At Camp Pendleton there was further infantry training, including a guerrilla warfare school with mocked-up villages and fake booby-traps. This was the fruit of former-President Kennedy's focus on anti-insurgency training.

Then there was "Old Sheep-Shit". Every marine at Pendleton came to know and hate Old Sheep-Shit - an artificial mountain they had to climb every day, some days with 80lb packs, other days - as punishment for some minor infraction - carrying a fully loaded metal locker. Sheep Shit was so steep it was easier to slide than to march down.

Finally Mitch was flown to Okinawa to face more mountains, more escape and evasion, and more physical depravations, in anticipation of what they'd face in "the shit". The young marines were stoked up. Their months and years of training was finally going to be put to good use. They were going to “get some”.

Proud, determined and green. They were still in rehearsals. War-games. Years later Mitch would say, “Wanting to do it and actually doing it are two different things.”

While in Okinawa Mitch saw some marines rotating back to the United States. There was no conversation between the two groups of soldiers as they observed each other on the airfield tarmac, but the effect was sobering.

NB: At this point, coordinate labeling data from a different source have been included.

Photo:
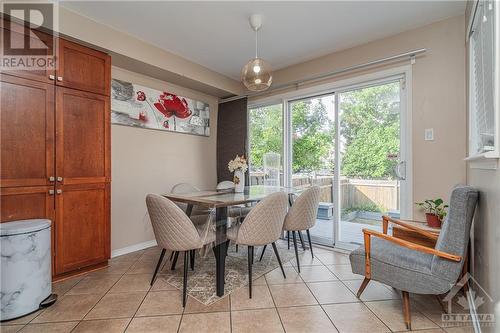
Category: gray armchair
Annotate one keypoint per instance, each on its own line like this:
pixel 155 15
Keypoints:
pixel 413 268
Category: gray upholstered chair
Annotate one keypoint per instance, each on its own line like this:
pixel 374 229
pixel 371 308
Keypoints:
pixel 262 226
pixel 174 231
pixel 414 268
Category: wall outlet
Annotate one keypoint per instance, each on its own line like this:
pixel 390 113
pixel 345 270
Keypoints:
pixel 429 134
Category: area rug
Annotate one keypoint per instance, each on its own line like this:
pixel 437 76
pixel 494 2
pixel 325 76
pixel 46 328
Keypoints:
pixel 201 281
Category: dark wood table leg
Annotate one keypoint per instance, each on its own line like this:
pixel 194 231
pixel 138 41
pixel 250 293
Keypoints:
pixel 220 249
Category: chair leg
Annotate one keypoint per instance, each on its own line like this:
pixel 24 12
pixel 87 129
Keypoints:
pixel 192 254
pixel 296 249
pixel 250 262
pixel 406 309
pixel 262 254
pixel 158 266
pixel 362 287
pixel 301 240
pixel 310 243
pixel 174 262
pixel 279 259
pixel 184 283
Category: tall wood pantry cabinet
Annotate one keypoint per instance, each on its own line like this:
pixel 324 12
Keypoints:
pixel 55 152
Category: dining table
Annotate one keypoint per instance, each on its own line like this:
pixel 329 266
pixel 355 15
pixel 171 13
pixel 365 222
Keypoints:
pixel 220 201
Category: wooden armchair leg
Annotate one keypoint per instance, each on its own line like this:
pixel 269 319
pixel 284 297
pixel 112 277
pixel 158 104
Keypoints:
pixel 362 287
pixel 406 309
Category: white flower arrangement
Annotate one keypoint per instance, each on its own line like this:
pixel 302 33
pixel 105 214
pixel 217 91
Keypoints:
pixel 238 163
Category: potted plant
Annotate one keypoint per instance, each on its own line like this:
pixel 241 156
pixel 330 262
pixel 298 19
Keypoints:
pixel 435 211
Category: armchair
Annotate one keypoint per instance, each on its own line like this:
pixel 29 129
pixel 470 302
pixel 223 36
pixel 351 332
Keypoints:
pixel 414 268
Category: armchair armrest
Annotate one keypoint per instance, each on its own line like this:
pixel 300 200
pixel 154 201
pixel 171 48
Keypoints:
pixel 367 233
pixel 425 233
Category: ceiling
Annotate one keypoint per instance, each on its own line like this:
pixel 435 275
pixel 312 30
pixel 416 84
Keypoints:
pixel 217 34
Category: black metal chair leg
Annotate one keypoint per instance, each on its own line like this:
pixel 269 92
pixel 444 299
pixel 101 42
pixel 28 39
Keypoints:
pixel 174 262
pixel 250 262
pixel 301 240
pixel 158 266
pixel 192 254
pixel 296 250
pixel 279 259
pixel 262 254
pixel 310 243
pixel 184 282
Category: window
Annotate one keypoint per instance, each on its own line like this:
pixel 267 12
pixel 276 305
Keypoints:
pixel 265 143
pixel 483 109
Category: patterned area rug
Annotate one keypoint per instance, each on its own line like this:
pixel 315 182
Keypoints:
pixel 201 281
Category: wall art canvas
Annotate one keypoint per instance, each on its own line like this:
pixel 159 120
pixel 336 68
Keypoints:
pixel 139 106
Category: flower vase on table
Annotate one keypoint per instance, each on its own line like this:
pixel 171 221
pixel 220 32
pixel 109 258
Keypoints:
pixel 239 166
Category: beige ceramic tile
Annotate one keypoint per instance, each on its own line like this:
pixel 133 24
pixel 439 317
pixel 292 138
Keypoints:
pixel 292 295
pixel 160 303
pixel 307 319
pixel 316 274
pixel 97 284
pixel 65 327
pixel 120 305
pixel 332 292
pixel 344 272
pixel 132 282
pixel 256 321
pixel 107 325
pixel 375 291
pixel 261 298
pixel 193 306
pixel 68 308
pixel 206 322
pixel 276 276
pixel 163 324
pixel 391 313
pixel 354 318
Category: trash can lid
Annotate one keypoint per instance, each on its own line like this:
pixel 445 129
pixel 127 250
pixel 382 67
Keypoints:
pixel 23 226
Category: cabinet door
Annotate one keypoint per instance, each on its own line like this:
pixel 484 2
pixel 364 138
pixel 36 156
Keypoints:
pixel 27 132
pixel 82 68
pixel 82 233
pixel 44 43
pixel 82 143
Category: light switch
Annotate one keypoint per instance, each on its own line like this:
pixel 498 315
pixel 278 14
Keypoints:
pixel 429 134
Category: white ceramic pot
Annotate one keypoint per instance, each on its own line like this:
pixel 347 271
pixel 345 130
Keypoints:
pixel 239 181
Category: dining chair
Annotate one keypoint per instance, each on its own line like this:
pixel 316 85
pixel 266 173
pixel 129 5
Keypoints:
pixel 174 231
pixel 301 216
pixel 415 268
pixel 262 226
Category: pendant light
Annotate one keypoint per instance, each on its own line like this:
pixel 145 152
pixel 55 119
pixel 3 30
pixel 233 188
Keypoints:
pixel 256 75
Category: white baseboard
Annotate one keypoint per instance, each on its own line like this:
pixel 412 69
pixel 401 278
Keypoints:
pixel 133 248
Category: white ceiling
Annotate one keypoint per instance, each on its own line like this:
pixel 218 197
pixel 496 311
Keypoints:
pixel 217 34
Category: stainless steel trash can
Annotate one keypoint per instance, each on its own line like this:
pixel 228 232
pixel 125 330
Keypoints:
pixel 26 283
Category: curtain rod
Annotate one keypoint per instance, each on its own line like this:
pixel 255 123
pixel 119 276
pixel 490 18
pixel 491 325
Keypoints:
pixel 412 54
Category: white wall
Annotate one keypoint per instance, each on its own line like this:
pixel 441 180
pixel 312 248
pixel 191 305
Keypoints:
pixel 150 161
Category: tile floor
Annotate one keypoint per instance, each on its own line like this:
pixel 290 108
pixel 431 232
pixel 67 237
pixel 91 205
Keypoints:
pixel 319 299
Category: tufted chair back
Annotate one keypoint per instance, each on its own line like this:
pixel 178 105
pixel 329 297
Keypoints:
pixel 302 214
pixel 172 227
pixel 264 223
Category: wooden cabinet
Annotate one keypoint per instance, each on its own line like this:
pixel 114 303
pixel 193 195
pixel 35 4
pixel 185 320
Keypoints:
pixel 27 132
pixel 82 68
pixel 55 154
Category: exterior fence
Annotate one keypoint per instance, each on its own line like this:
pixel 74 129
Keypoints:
pixel 355 194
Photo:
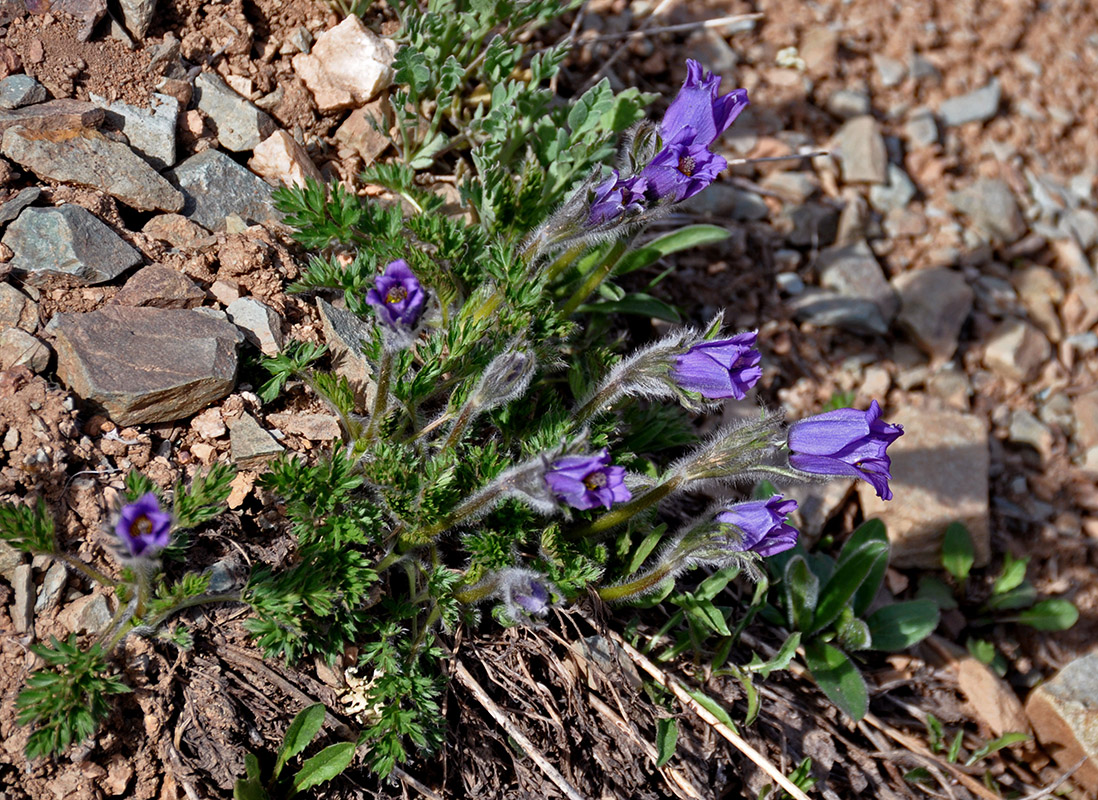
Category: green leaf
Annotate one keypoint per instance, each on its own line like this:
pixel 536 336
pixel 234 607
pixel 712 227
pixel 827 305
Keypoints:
pixel 838 677
pixel 1054 615
pixel 850 573
pixel 958 551
pixel 1005 741
pixel 800 589
pixel 324 766
pixel 681 239
pixel 304 728
pixel 902 624
pixel 667 737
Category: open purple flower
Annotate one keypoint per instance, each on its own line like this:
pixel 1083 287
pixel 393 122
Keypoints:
pixel 584 482
pixel 398 296
pixel 762 525
pixel 143 527
pixel 846 442
pixel 721 368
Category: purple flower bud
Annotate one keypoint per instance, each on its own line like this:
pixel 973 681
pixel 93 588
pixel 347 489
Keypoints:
pixel 721 368
pixel 143 527
pixel 584 482
pixel 398 296
pixel 762 525
pixel 846 442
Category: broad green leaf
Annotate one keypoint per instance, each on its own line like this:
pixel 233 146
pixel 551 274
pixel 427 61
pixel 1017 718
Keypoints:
pixel 1054 615
pixel 324 766
pixel 667 737
pixel 838 677
pixel 958 551
pixel 800 588
pixel 902 624
pixel 681 239
pixel 850 573
pixel 304 728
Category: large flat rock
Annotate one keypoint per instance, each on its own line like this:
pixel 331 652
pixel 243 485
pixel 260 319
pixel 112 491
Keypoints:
pixel 146 364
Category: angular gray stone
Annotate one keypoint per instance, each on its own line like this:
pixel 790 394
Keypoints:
pixel 20 90
pixel 249 443
pixel 895 194
pixel 152 131
pixel 862 151
pixel 214 186
pixel 14 206
pixel 69 243
pixel 939 469
pixel 977 105
pixel 934 304
pixel 90 159
pixel 241 125
pixel 260 324
pixel 993 210
pixel 146 364
pixel 853 271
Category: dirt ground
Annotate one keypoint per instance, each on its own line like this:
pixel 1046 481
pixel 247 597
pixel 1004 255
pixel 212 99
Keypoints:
pixel 192 714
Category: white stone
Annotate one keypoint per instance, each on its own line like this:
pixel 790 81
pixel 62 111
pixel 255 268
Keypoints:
pixel 280 159
pixel 347 66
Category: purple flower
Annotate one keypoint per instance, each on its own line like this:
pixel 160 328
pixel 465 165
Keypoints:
pixel 584 482
pixel 398 296
pixel 698 108
pixel 723 368
pixel 763 526
pixel 846 442
pixel 143 527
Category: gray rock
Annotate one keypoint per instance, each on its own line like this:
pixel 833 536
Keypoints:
pixel 146 364
pixel 20 90
pixel 68 241
pixel 214 186
pixel 853 272
pixel 92 160
pixel 939 469
pixel 891 71
pixel 934 304
pixel 1065 718
pixel 862 151
pixel 895 194
pixel 17 310
pixel 22 609
pixel 977 105
pixel 250 446
pixel 848 103
pixel 152 131
pixel 260 324
pixel 825 308
pixel 18 348
pixel 1017 350
pixel 14 206
pixel 52 585
pixel 241 124
pixel 921 128
pixel 990 206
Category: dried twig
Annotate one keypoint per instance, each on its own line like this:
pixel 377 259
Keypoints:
pixel 467 679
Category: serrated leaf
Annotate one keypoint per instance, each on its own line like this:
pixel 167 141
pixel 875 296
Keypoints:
pixel 903 624
pixel 838 677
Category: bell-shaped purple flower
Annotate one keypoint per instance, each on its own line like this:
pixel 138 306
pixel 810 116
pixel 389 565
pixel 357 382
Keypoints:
pixel 721 368
pixel 762 525
pixel 846 442
pixel 143 528
pixel 584 482
pixel 398 296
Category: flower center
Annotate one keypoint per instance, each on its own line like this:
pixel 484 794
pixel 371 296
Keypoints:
pixel 595 480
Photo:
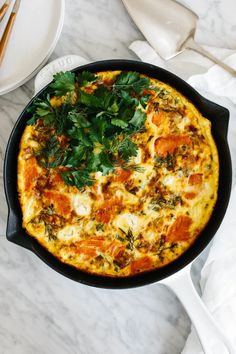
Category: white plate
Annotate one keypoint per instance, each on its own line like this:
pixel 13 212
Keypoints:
pixel 34 36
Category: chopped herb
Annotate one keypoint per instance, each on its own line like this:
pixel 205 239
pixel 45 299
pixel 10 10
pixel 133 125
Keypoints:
pixel 129 238
pixel 63 83
pixel 96 128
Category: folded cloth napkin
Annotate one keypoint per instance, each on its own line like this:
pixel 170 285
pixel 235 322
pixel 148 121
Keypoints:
pixel 218 275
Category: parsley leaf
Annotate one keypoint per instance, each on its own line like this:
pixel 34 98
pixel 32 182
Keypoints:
pixel 86 78
pixel 42 109
pixel 138 118
pixel 127 148
pixel 93 132
pixel 63 82
pixel 119 123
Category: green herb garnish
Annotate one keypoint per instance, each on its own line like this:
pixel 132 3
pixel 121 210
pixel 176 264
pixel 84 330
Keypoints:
pixel 96 127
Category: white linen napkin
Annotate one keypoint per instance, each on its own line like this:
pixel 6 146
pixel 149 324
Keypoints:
pixel 218 276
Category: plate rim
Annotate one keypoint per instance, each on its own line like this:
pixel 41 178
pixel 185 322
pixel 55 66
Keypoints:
pixel 11 87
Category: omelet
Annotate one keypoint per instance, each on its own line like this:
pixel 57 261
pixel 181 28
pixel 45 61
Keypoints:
pixel 138 216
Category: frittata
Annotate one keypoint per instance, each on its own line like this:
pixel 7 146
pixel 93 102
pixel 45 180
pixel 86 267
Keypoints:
pixel 117 172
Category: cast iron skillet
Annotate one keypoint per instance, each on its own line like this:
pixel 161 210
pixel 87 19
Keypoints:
pixel 219 117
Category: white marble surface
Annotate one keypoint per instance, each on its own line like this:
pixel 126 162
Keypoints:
pixel 42 312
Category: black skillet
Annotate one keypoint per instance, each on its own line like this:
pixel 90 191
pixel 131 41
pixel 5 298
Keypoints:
pixel 219 117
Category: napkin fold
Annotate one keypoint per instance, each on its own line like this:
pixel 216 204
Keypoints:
pixel 218 275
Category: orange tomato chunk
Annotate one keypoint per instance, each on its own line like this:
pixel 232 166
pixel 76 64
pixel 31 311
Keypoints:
pixel 60 201
pixel 168 144
pixel 195 179
pixel 31 173
pixel 141 264
pixel 179 230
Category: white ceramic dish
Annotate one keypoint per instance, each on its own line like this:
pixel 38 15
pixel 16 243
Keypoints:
pixel 34 36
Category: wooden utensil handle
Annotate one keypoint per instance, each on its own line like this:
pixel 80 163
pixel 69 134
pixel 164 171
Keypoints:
pixel 6 35
pixel 3 10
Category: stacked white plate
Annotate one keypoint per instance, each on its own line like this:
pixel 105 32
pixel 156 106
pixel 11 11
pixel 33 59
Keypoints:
pixel 34 36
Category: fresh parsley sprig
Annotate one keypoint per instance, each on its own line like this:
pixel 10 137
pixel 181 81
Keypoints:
pixel 97 121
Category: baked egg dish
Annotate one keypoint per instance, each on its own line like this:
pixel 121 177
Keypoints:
pixel 117 172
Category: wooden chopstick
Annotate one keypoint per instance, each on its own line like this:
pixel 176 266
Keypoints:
pixel 4 9
pixel 8 29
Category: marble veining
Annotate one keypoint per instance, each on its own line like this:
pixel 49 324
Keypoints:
pixel 42 312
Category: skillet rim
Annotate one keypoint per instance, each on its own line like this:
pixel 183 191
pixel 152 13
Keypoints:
pixel 218 115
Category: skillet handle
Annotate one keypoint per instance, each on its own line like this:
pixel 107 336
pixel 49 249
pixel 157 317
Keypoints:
pixel 212 339
pixel 65 63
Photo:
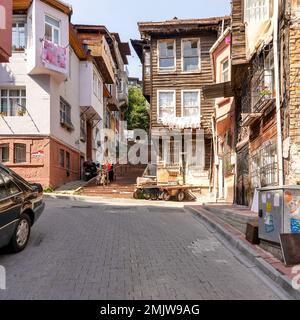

“There was a difference in the way they looked. They looked like their eyes are blank, like they don't have any soul in their eyes.”

Whatever good intentions the soldiers of both sides arrived with, they with were quickly subsumed into the more pressing need to follow orders, to survive and to protect their comrades and buddies. I will continue Mitch's story in a couple of weeks.

While the American soldiers in 1965, '66 and '67 expected to bring the war to a swift conclusion, they would be joining a South Vietnamese Army who had been in the struggle for almost a decade already.

The South Vietnamese Army's failure, and regularly documented cowardice, is the subject of a great deal of misunderstanding, misinformation and cultural bias. Why the South Vietnamese soldiers seemed to fight so poorly, while the VC fought so well, is one of the least understood paradoxes of the war.